Beginning with the ground-breaking paper by Mark W. Chase and many coauthors in 1993, the cladistic analysis of DNA sequences has contributed much to the knowledge of angiosperm phylogeny. By the end of the 1990s, it was evident that the traditional circumscription of Monimiaceae was paraphyletic over the monotypic family Gomortegaceae, and possibly polyphyletic, as well, because the major part of it formed a clade with the Hernandiaceae and Lauraceae.

Among the Hernandiaceae, Monimiaceae, and Lauraceae, the question of which two are most closely related has been remarkably difficult to answer. Different studies have yielded different results, but none with strong statistical support. This is surprising, as the Hernandiaceae and Lauraceae are much closer to each other morphologically than either of them is to the Monimiaceae.

== Systematics ==
In 1993, Philipson divided the subfamily Mollinedioideae into three tribes: Hedycaryeae, Mollinedieae, and Hennecartieae. The Hennecartieae consisted of a single species: Hennecartia omphalandra. It is now known that Hennecartia is nested within the Mollinedieae and is sister to a clade consisting of the rest of the neotropical Monimiaceae. The family Mollinedieae is strongly supported as monophyletic if Hennecartia is included.

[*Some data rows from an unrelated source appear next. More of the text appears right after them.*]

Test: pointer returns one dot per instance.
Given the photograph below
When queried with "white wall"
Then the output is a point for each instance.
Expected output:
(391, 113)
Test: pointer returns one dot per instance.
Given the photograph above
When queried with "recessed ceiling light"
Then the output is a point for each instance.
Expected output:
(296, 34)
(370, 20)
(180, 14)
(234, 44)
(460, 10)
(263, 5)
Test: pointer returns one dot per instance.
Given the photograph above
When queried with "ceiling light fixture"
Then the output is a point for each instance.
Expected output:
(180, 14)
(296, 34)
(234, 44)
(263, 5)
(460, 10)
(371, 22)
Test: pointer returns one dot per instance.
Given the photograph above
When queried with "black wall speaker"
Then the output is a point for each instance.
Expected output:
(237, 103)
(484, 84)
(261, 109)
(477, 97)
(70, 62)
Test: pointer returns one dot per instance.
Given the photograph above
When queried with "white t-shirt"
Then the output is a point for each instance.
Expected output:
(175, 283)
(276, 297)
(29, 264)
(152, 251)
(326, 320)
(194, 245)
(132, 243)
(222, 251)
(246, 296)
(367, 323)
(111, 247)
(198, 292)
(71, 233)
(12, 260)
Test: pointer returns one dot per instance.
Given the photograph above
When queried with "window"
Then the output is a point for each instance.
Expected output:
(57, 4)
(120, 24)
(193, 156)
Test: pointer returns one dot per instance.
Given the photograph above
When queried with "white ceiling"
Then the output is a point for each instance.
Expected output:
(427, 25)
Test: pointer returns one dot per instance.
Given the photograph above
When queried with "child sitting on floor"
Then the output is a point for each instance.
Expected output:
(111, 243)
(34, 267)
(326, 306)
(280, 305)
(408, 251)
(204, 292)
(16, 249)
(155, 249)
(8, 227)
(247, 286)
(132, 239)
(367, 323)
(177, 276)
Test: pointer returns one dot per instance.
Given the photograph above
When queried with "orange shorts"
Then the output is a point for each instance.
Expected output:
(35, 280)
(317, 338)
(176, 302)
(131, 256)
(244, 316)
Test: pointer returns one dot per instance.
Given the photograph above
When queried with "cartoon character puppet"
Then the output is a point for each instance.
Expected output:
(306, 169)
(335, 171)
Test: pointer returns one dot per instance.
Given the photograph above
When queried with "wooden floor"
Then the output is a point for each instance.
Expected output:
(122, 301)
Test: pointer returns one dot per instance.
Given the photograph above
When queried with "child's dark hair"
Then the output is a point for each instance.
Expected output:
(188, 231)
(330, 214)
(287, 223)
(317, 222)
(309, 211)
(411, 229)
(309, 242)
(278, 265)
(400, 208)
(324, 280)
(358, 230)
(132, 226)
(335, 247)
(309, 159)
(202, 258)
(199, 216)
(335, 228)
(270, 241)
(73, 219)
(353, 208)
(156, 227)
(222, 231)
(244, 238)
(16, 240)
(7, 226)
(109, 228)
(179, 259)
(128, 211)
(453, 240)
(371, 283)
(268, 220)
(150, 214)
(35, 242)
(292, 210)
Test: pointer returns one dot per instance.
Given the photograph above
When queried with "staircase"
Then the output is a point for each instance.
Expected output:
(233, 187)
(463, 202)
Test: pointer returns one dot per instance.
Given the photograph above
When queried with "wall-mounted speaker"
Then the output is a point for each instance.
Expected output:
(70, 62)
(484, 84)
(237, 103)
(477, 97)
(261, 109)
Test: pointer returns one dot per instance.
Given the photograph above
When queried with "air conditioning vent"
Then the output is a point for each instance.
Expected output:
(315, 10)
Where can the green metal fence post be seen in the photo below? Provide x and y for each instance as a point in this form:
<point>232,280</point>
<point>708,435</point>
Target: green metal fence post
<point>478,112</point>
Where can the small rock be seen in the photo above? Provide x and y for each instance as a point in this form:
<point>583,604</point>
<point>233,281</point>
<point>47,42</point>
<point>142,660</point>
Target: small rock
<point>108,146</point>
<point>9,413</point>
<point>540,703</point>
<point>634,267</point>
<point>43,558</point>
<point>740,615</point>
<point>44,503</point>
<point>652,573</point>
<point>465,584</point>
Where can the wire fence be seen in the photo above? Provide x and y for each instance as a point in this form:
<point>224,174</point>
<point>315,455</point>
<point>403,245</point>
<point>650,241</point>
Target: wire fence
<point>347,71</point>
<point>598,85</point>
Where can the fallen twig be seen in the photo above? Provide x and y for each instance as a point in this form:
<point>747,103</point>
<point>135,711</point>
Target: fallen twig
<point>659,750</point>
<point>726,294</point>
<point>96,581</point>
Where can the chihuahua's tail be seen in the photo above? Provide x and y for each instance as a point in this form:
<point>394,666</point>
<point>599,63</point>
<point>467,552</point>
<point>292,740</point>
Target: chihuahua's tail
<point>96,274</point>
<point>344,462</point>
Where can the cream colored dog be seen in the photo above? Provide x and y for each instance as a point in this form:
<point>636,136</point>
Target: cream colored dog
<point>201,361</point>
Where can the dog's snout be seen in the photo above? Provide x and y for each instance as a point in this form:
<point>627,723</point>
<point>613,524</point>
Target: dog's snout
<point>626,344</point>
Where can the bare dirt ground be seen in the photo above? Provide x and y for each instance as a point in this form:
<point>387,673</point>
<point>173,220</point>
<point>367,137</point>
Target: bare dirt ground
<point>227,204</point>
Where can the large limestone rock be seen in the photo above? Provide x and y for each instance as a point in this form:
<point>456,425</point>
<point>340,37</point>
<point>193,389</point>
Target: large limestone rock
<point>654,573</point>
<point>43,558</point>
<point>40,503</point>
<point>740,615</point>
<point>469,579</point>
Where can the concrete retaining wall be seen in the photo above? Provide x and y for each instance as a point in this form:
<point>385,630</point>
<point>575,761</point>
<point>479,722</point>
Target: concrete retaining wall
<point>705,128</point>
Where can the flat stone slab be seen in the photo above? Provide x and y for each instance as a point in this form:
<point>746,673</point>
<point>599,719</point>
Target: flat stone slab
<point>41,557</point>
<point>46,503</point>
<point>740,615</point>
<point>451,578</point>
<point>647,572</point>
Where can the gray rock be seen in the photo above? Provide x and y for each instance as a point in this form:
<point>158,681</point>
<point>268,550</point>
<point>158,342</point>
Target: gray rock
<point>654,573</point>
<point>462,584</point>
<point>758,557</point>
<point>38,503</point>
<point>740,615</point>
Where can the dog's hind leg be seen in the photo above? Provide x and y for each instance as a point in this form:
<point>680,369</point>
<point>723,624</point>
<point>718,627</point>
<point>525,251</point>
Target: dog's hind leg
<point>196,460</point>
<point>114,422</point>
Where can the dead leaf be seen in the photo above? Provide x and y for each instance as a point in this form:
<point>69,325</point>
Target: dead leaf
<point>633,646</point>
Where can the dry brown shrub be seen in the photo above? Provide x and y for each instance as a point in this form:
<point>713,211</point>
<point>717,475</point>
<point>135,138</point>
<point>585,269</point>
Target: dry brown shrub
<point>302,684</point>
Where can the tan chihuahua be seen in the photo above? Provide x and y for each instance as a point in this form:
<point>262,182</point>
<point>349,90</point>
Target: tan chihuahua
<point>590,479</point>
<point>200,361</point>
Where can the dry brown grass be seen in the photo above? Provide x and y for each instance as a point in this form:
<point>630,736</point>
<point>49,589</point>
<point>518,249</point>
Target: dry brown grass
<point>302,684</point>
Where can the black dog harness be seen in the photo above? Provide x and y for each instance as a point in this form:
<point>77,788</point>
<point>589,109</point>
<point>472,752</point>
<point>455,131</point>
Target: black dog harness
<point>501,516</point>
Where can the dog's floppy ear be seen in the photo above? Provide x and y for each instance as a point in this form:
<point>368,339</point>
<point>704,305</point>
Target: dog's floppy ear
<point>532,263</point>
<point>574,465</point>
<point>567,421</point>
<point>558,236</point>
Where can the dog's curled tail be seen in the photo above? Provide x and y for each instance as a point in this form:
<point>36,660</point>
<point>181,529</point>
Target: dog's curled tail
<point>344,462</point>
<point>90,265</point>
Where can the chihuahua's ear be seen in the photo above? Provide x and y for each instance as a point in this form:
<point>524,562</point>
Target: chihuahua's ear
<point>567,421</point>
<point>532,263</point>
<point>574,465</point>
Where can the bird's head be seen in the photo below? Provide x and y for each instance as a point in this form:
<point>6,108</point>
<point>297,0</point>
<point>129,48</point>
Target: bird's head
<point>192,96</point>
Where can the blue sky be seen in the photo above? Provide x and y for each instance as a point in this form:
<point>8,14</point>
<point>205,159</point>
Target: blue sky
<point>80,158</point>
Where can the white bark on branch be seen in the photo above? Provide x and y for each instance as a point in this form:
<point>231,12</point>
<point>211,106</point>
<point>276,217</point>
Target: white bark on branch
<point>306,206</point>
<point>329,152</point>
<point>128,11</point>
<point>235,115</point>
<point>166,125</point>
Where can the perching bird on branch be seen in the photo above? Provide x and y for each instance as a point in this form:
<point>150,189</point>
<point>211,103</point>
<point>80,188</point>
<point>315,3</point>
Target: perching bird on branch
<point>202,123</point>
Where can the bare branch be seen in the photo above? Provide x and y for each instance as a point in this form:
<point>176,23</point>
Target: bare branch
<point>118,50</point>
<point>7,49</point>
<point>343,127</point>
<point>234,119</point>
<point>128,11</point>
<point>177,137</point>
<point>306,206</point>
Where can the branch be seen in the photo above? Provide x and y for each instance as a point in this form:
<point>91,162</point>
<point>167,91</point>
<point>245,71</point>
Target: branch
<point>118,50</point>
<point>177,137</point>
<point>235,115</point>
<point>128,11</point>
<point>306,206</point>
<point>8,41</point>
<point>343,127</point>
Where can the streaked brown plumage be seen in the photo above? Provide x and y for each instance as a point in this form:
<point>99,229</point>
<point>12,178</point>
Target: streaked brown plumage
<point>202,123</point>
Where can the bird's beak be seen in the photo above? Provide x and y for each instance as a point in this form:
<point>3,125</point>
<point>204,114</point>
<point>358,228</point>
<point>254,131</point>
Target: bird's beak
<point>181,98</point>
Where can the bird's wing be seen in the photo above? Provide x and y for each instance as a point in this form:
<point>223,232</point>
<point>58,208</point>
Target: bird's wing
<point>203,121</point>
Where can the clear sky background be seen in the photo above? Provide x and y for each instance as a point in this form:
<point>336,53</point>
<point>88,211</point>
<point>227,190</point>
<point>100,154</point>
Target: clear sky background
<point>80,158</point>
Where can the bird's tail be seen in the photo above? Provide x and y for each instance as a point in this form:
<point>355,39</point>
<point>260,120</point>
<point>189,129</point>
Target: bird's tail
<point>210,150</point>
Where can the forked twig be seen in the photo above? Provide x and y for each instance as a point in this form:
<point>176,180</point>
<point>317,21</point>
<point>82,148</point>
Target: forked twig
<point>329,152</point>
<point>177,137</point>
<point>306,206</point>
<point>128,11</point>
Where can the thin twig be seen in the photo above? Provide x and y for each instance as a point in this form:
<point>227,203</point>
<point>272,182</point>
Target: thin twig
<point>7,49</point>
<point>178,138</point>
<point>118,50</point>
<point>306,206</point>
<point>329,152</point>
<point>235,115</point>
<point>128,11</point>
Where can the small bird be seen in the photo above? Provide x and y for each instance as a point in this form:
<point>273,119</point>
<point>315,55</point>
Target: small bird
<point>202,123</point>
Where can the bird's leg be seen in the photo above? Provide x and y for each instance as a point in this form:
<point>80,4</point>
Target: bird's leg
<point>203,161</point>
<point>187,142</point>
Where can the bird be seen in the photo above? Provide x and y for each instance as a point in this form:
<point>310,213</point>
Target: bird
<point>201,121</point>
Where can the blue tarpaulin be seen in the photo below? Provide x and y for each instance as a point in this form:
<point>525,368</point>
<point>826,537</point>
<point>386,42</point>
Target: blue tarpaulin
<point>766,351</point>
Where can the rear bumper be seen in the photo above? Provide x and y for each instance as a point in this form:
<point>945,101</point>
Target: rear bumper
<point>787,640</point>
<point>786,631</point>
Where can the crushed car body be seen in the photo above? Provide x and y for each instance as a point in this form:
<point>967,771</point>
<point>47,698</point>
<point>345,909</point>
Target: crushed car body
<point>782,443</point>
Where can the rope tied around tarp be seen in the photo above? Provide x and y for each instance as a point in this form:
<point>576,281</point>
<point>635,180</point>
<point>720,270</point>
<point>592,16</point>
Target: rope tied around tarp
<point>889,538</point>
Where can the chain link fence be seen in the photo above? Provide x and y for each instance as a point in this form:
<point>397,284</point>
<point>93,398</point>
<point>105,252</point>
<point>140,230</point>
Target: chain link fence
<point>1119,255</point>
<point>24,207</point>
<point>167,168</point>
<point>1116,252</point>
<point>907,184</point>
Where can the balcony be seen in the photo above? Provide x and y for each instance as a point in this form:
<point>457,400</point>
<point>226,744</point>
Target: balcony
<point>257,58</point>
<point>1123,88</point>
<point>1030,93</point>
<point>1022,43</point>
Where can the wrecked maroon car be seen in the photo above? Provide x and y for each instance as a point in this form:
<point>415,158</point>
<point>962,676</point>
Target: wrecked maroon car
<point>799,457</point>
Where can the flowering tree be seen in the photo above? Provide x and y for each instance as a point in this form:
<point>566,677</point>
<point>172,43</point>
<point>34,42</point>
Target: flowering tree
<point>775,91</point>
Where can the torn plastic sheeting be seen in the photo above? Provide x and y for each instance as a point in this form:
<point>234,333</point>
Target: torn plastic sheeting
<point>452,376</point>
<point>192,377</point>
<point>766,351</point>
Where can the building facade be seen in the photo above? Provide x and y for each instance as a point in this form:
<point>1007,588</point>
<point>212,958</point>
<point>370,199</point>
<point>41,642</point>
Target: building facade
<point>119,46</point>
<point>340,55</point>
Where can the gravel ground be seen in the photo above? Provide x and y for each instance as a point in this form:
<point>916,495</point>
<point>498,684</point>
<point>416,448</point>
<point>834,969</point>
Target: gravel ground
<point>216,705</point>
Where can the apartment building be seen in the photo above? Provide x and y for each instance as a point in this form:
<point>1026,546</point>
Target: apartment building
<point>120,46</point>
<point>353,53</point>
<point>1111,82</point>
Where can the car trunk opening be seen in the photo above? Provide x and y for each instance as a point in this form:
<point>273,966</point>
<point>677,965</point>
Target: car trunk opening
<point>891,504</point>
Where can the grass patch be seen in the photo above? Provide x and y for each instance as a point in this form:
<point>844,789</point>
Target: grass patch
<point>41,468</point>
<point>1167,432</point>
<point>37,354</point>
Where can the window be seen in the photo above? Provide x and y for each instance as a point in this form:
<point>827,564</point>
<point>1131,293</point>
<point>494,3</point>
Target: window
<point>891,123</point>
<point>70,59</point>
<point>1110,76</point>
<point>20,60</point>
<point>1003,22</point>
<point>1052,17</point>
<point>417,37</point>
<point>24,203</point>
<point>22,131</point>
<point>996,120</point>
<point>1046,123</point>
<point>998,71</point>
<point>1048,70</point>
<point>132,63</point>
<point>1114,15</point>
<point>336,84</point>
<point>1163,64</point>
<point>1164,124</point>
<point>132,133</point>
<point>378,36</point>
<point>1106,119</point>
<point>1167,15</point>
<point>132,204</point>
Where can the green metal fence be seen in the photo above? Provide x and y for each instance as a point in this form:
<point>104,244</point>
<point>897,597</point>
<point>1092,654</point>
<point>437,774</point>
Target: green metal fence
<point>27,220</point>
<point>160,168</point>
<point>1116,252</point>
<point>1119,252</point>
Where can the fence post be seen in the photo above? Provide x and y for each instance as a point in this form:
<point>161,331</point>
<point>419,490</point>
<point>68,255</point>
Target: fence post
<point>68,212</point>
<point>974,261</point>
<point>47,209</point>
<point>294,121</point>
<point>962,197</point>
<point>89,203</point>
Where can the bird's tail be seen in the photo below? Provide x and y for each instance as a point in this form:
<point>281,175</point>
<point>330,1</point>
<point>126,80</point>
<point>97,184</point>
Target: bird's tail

The monophyly of the Hedycaryeae is not supported or rejected by either of the recent molecular phylogenetic studies. One study resolved Xymalos as sister to the rest of the Mollinedioideae, but this result had only weak maximum likelihood bootstrap support.

In the next revision of the Monimiaceae, several genera will need to be recircumscribed or placed in synonymy with others. Tetrasynandra and Grazielanthus are embedded within Steganthera and Mollinedia, respectively. Kibaropsis forms a clade with Hedycarya arborea, the type species of Hedycarya. The monophyly of Levieria is questionable, but only one species has been sampled for DNA. Levieria acuminata is nested within Hedycarya. Wilkiea, meanwhile, is polyphyletic and should be divided into at least three genera. The type species, W. calyptrocalyx, is now regarded as a synonym of Wilkiea huegeliana, and the latter is placed by some authors in synonymy with Wilkiea macrophylla.

== Sources ==
- Philipson, W. R., 1987. A classification of the Monimiaceae. Nordic Journal of Botany 7: 25–29.